Closed jmdacruz closed 8 years ago

jmdacruz commented 8 years ago

I'm not sure if this is really an issue, but more of a general question and may be it's related to missing documentation.

I have a plugin that validates JWT tokens against an external service (an RFC 7662 token introspection endpoint), and passes certain parameters to the upstream service, such as attributes on the JWT. Because of the nature of our application, we can't have consumers pre-provisioned, and these type of tokens play nicely with that model since you basically get a "Consumer Custom ID" out of the token itself that the upstream service can use.

The plugin is smart enough to check whether a Consumer exists for the token (it looks up the database matching "Custom ID" to the value coming on the token), and if one exists then the "X-Consumer-ID" header is set. Else, only the "X-Consumer-Custom-ID" header is set with the value from the token.

I started to wonder about integration with other plugins, such as Rate Limiting. I see that many of these plugins rely on ngx.ctx.authenticated_credential being set, in most cases more specifically ngx.ctx.authenticated_credential.id. From what I can gather from the code itself (looking at this: https://github.com/Mashape/kong/blob/0.8.1/kong/plugins/rate-limiting/handler.lua), I could in theory just set ngx.ctx.authenticated_credential.id to whatever I want and the plugin may just work (to avoid the plugin relying on ngx.var.remote_addr and being more accurate)

Now, I understand that ngx.ctx.authenticated_credential may have some other properties, such as ngx.ctx.authenticated_credential.consumer_id.

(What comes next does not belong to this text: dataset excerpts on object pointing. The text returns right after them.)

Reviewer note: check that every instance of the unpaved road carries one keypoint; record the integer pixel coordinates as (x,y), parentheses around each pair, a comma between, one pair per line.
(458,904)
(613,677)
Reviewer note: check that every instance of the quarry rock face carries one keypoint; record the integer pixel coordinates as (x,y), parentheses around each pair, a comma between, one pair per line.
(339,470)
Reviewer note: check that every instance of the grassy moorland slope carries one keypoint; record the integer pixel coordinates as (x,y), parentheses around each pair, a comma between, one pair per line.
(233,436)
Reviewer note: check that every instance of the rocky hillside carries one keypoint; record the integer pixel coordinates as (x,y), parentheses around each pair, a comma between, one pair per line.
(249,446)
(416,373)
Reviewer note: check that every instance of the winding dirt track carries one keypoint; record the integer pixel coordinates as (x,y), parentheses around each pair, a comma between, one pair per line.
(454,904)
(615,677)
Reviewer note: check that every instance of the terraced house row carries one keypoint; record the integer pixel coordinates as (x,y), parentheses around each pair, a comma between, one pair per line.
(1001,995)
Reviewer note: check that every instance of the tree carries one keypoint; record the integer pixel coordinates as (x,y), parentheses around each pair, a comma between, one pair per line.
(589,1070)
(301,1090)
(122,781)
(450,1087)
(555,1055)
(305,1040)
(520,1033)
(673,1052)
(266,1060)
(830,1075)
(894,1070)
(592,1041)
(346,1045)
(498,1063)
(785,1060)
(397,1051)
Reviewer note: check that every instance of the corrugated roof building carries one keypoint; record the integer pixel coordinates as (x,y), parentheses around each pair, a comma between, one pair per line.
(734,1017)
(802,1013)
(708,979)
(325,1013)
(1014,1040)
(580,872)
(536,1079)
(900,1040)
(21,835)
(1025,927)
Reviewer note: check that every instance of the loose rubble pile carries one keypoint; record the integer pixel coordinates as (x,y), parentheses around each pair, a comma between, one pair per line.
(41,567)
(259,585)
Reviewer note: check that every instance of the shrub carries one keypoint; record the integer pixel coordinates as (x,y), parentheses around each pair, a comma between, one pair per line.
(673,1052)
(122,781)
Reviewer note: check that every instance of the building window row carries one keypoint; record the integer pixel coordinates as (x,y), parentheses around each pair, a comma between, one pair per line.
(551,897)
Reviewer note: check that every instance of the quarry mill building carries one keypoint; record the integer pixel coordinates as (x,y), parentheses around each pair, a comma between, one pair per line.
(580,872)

As I explained below, in most cases I won't have that value available in my plugin and I won't be able to set it in the context.

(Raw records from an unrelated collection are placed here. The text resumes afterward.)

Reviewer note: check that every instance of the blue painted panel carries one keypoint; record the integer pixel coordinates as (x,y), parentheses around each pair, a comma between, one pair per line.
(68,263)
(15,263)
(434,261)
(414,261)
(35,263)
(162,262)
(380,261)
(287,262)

So, I think the general requests/issues here are:

I think the first bullet on the list above is they key, so that developers building authentication plugins clearly understand the rules of engagement. Maybe having a core function for the plugins to populate the context uniformly would help, so that the semantics are encoded there instead of every plugin relying on looking at other plugins' code.

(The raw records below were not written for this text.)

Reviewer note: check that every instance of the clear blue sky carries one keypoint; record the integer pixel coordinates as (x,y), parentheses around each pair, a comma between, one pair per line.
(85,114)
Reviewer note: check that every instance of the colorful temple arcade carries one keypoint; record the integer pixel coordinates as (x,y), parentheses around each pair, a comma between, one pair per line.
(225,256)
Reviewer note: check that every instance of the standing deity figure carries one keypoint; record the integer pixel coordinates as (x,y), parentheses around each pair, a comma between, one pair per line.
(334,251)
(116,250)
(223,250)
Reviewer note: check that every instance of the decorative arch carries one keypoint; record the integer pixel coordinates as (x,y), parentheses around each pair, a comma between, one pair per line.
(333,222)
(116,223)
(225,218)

subnetmarco commented 8 years ago

Is there documentation on the semantics of ngx.ctx.authenticated_credential.* and how the upstream plugins rely on the values there? What are the general rules on what to store there?

Unfortunately this is not documented. ngx.ctx.authenticated_credential is usually a table that has the following properties:

ngx.ctx.authenticated_credential = {
  id = "something",
  consumer_id = "something"
}

How do ngx.ctx.authenticated_credential.consumer_id and ngx.ctx.authenticated_credential.id relate to each other?

ngx.ctx.authenticated_credential.id is the ID of the actual credential entity on the database, while ngx.ctx.authenticated_credential.consumer_id is the consumer whose the credential belongs to.

Can plugins that rely on some sort of customer ID survive with ngx.ctx.authenticated_credential.id or ngx.ctx.authenticated_credential.consumer_id not being an actual "Consumer ID" on the database?

I believe so.

The internal API is subject to change and we hope to freeze and document it in a 1.0 release, this is mainly the reason why things are a little bit vague right now. We are basically waiting for 1.0.

jmdacruz commented 8 years ago

Thanks for the clarification, @thefosk. I think that leaving it open for these type of applications where consumers do not necessarily have an entity on the database makes a lot of sense. In some cases, certain plugins will work with this model (rate limiting being a clear example), but some other plugins might not (plugins that need to attach information to consumers beforehand). Plugins such as mine should be smart enough to try and look up a consumer on the database, and fall back to a entity-less consumer if none exists.

This means that the documentation for this situation it's just a set of "best practices" for plugin developers (which you inadvertently, or not, applied when developing the rate limiting plugin), e.g., treat IDs as opaque identifiers when possible, do not loop up an identifier on the database if not needed, etc.

thibaultcha commented 8 years ago

Closing this question, we keep those things in mind in our roadmap.

mecampbellsoup commented 3 years ago

The plugin is smart enough to check whether a Consumer exists for the token (it looks up the database matching "Custom ID" to the value coming on the token)

Hi @jmdacruz , how did you do this part? I can't see how to connect to my Postgres DB and e.g. lookup a user or a session/permissions. Did you write a custom Kong plugin?

jmdacruz commented 3 years ago

@mecampbellsoup At the time (this was version 0.8.3 of Kong, if my memory serves me well), this was a custom plugin that would check against the Kong DB to try and get any available information for the consumer. The code for looking up the consumer data was something like this: https://github.com/Kong/kong/blob/0.8.3/kong/plugins/basic-auth/access.lua#L108. This was an optional step meant to provide extra info for the consumer (if present). Also note this was pre-PDK days, so you'll need to check the latest and greatest PDK.